Sergey Aramilev said the creature “behaved absolutely peacefully, as if she was waiting for help”.
The predator, one of fewer than 600 still living in the wild, came out from the forest in the Khabarovsk region of Russia lying down on the porch of a property in the village of Solonetsovy.
“Alexey Khaideyev came across a tiger on his porch,” one of the villagers, Galina Tsimarno, told The Siberian Times. “He and his wife and grandmother live on the outskirts of the village, near the river and forest. He wanted to go out to the yard in the morning, but his door was pressed by 'someone' from outside.”
“He began to push the door and heard a tiger growling. He went back inside and started calling all the emergency services.”

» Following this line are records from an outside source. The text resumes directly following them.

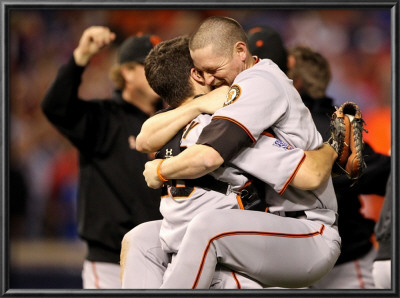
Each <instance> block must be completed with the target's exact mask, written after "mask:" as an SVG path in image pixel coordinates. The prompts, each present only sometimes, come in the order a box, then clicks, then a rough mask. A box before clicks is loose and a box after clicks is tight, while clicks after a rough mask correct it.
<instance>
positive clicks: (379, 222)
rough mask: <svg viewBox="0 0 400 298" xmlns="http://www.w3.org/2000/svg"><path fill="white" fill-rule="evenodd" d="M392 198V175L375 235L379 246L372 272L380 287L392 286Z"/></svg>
mask: <svg viewBox="0 0 400 298" xmlns="http://www.w3.org/2000/svg"><path fill="white" fill-rule="evenodd" d="M392 200H393V198H392V177H391V176H390V177H389V180H388V183H387V188H386V195H385V201H384V202H383V206H382V210H381V214H380V217H379V220H378V222H377V224H376V226H375V235H376V240H377V241H378V243H379V248H378V254H377V256H376V258H375V261H374V265H373V270H372V273H373V276H374V281H375V285H376V288H378V289H390V288H391V287H392V283H391V280H392V278H391V275H392Z"/></svg>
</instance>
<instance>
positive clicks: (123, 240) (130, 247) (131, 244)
mask: <svg viewBox="0 0 400 298" xmlns="http://www.w3.org/2000/svg"><path fill="white" fill-rule="evenodd" d="M160 227H161V221H150V222H145V223H142V224H140V225H138V226H136V227H135V228H133V229H132V230H130V231H129V232H128V233H126V234H125V235H124V237H123V239H122V244H121V245H122V247H123V248H124V247H126V246H129V247H130V248H131V249H134V248H139V249H147V248H148V247H152V246H155V245H157V244H159V242H160V238H159V234H160Z"/></svg>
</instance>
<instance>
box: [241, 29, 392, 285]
mask: <svg viewBox="0 0 400 298" xmlns="http://www.w3.org/2000/svg"><path fill="white" fill-rule="evenodd" d="M249 47H250V50H251V52H252V53H255V54H257V55H258V56H259V57H260V58H269V59H272V60H273V61H279V64H278V65H279V66H280V68H281V69H282V70H284V69H287V67H289V70H288V77H289V78H291V79H292V80H293V84H294V86H295V87H296V89H297V90H298V91H299V93H300V95H301V98H302V100H303V102H304V103H305V105H306V106H307V107H308V108H309V109H310V111H311V114H312V116H313V120H314V122H315V124H316V126H317V129H318V131H319V132H320V133H321V135H322V137H323V139H324V141H326V140H328V138H329V137H330V135H329V121H330V118H329V116H330V115H331V114H332V112H333V111H334V110H335V108H334V107H333V100H332V99H331V98H329V97H328V96H327V95H326V89H327V87H328V85H329V83H330V80H331V73H330V67H329V63H328V61H327V60H326V59H325V58H324V57H323V56H322V55H321V54H319V53H317V52H315V51H313V50H311V49H310V48H307V47H295V48H294V49H292V50H290V51H289V55H288V54H287V50H286V49H285V46H284V45H283V42H282V40H281V39H280V38H279V33H278V32H276V31H275V30H274V29H272V28H271V27H268V26H264V27H255V28H253V29H251V30H249ZM270 47H271V48H273V49H274V50H273V52H271V50H270V49H269V48H270ZM268 49H269V50H268ZM277 50H279V51H277ZM282 55H284V56H285V59H283V58H282ZM284 61H285V63H284ZM364 150H365V151H364V152H365V155H366V156H365V162H366V164H367V168H366V170H365V171H364V174H363V176H361V177H360V178H359V179H358V182H357V183H356V184H355V185H354V186H352V187H350V184H351V181H350V180H348V179H346V177H343V176H339V177H334V178H333V184H334V187H335V192H336V197H337V199H338V213H339V218H340V220H339V224H338V227H339V234H340V236H341V238H342V249H341V254H340V256H339V259H338V261H337V262H336V265H335V267H334V268H333V270H332V271H331V272H330V273H328V275H327V276H325V277H324V278H323V279H321V280H320V281H319V282H317V283H316V284H315V285H313V286H312V288H321V289H351V288H374V282H373V279H372V273H371V271H372V261H373V258H374V255H375V251H374V248H373V245H372V242H371V236H372V234H373V227H374V222H373V221H372V220H370V219H367V218H365V217H364V216H363V215H362V214H361V212H360V209H361V203H360V201H359V198H358V196H359V195H360V194H371V193H374V194H379V195H382V194H384V192H385V185H386V181H387V177H388V175H389V173H390V157H388V156H386V155H382V154H379V153H376V152H375V151H373V149H372V148H371V146H369V144H368V143H365V149H364Z"/></svg>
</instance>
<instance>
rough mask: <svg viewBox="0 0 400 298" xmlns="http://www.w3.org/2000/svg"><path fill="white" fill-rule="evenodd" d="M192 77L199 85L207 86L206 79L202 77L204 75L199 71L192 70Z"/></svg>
mask: <svg viewBox="0 0 400 298" xmlns="http://www.w3.org/2000/svg"><path fill="white" fill-rule="evenodd" d="M190 76H191V77H192V79H193V80H195V81H196V82H197V83H199V84H201V85H204V84H205V80H204V77H203V75H202V73H201V72H200V71H199V70H197V69H196V68H194V67H193V68H192V69H191V70H190Z"/></svg>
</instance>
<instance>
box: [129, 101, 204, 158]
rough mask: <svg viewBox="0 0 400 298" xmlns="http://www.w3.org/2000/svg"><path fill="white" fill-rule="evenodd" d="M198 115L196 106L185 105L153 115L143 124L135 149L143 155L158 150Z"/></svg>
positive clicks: (198, 112) (196, 105)
mask: <svg viewBox="0 0 400 298" xmlns="http://www.w3.org/2000/svg"><path fill="white" fill-rule="evenodd" d="M200 113H201V112H200V110H199V108H198V106H197V105H192V104H187V105H183V106H180V107H178V108H176V109H174V110H170V111H167V112H164V113H160V114H157V115H154V116H153V117H151V118H149V119H148V120H146V122H145V123H144V124H143V126H142V129H141V131H140V133H139V135H138V136H137V139H136V149H137V150H138V151H140V152H145V153H149V152H155V151H158V150H160V149H161V148H162V146H164V145H165V144H166V143H168V141H169V140H171V139H172V138H173V137H174V136H175V135H176V134H177V133H178V132H179V130H180V129H182V128H183V127H184V126H185V125H187V124H188V123H189V122H190V121H192V120H193V118H196V117H197V116H198V115H199V114H200Z"/></svg>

She added: “The tiger spent all day on Alexey's porch until the emergency team arrived.”
The animal was sedated and taken to the Amur Tiger Centre, where vets discovered she had no upper teeth and “serious gum problems”.

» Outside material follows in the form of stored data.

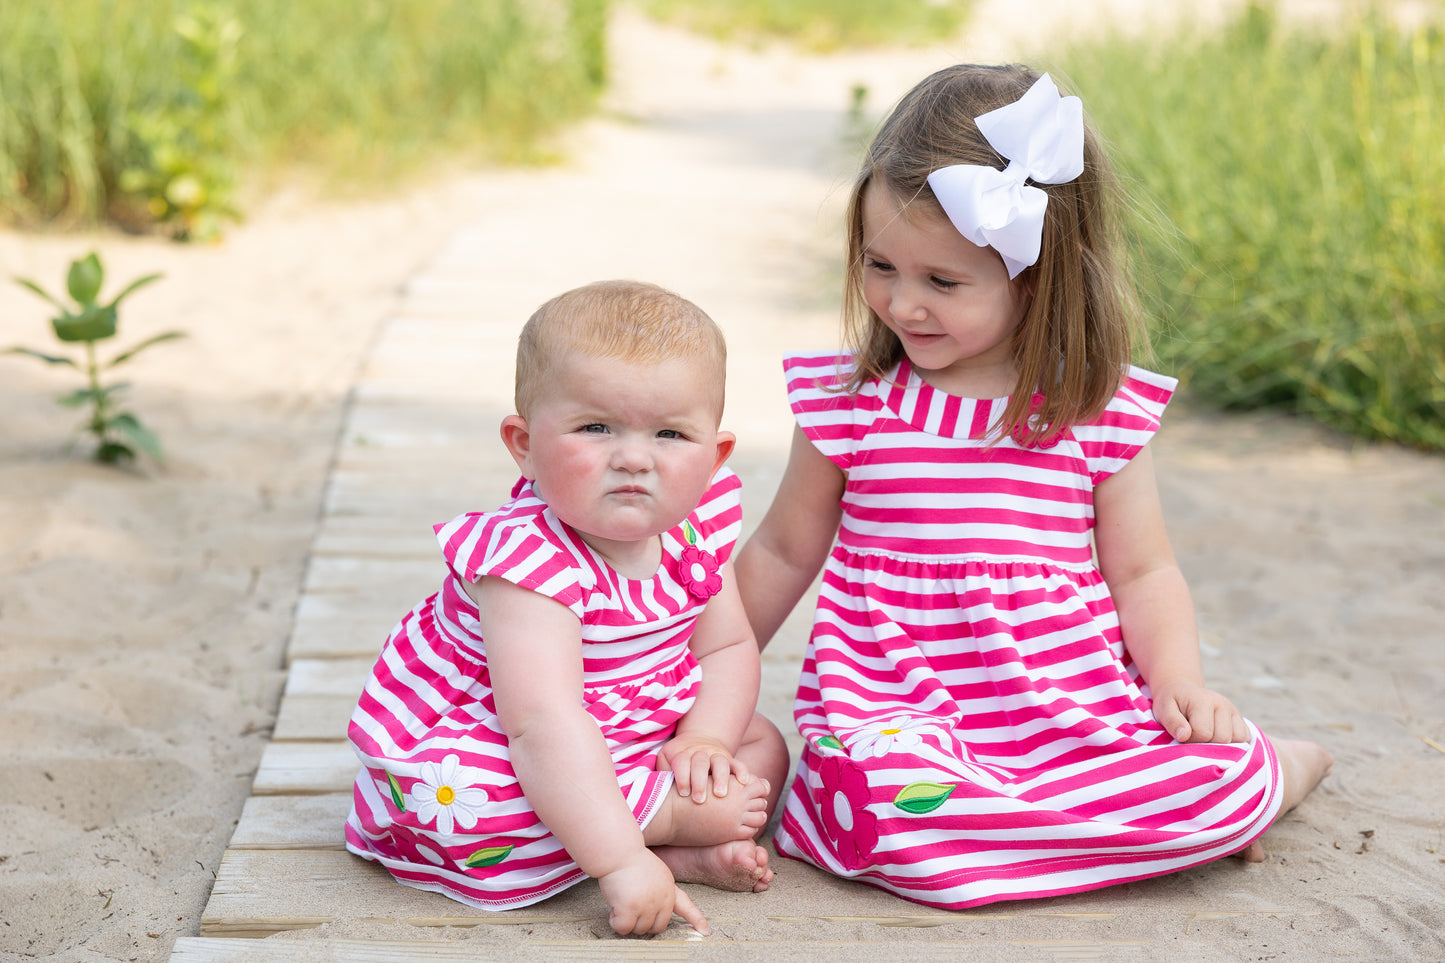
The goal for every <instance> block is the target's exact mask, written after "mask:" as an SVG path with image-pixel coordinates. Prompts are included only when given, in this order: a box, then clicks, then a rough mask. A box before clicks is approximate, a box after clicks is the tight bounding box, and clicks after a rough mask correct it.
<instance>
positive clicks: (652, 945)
mask: <svg viewBox="0 0 1445 963" xmlns="http://www.w3.org/2000/svg"><path fill="white" fill-rule="evenodd" d="M696 949H698V944H696V943H691V941H689V943H683V941H682V938H678V937H675V938H665V940H663V938H655V940H620V938H618V940H532V938H529V940H526V943H503V944H499V943H487V941H483V940H448V941H441V940H407V941H405V943H403V941H397V940H366V941H361V940H303V941H302V940H298V941H292V943H279V941H276V940H225V938H207V937H182V938H179V940H176V944H175V950H173V951H172V954H171V963H454V962H455V963H478V962H480V963H510V962H512V960H519V959H522V960H539V959H545V960H689V959H696V953H695V950H696ZM779 949H782V947H779ZM718 950H721V951H727V953H728V954H730V959H737V956H736V953H737V944H728V946H720V947H718Z"/></svg>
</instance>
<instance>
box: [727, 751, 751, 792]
mask: <svg viewBox="0 0 1445 963" xmlns="http://www.w3.org/2000/svg"><path fill="white" fill-rule="evenodd" d="M731 766H733V775H736V776H737V781H738V782H741V784H743V785H747V784H749V782H751V781H753V771H751V769H749V768H747V763H744V762H743V761H741V759H737V758H734V759H733V761H731Z"/></svg>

Its director, Mr Aramilev said: “We will not hide that the situation with the tigress is sad. Now everything depends on her. In her current physical condition, it is deadly to put her into under an anaesthetic yet without this, it is impossible to carry out 'active' treatment.
“The animal, though she came for help, does not allow us to approach to her. Now even injections are carried out remotely. We really hope that the tigress will pick herself up and survive. For our part, we are doing everything possible.”
A conservationist at Russia' Ministry of Natural Resources said the tiger’s exhaustion was likely due to being unable to properly eat.
The tiger is now eating and is on a diet of ground meat laced with antibiotics, Mr Aramilev said.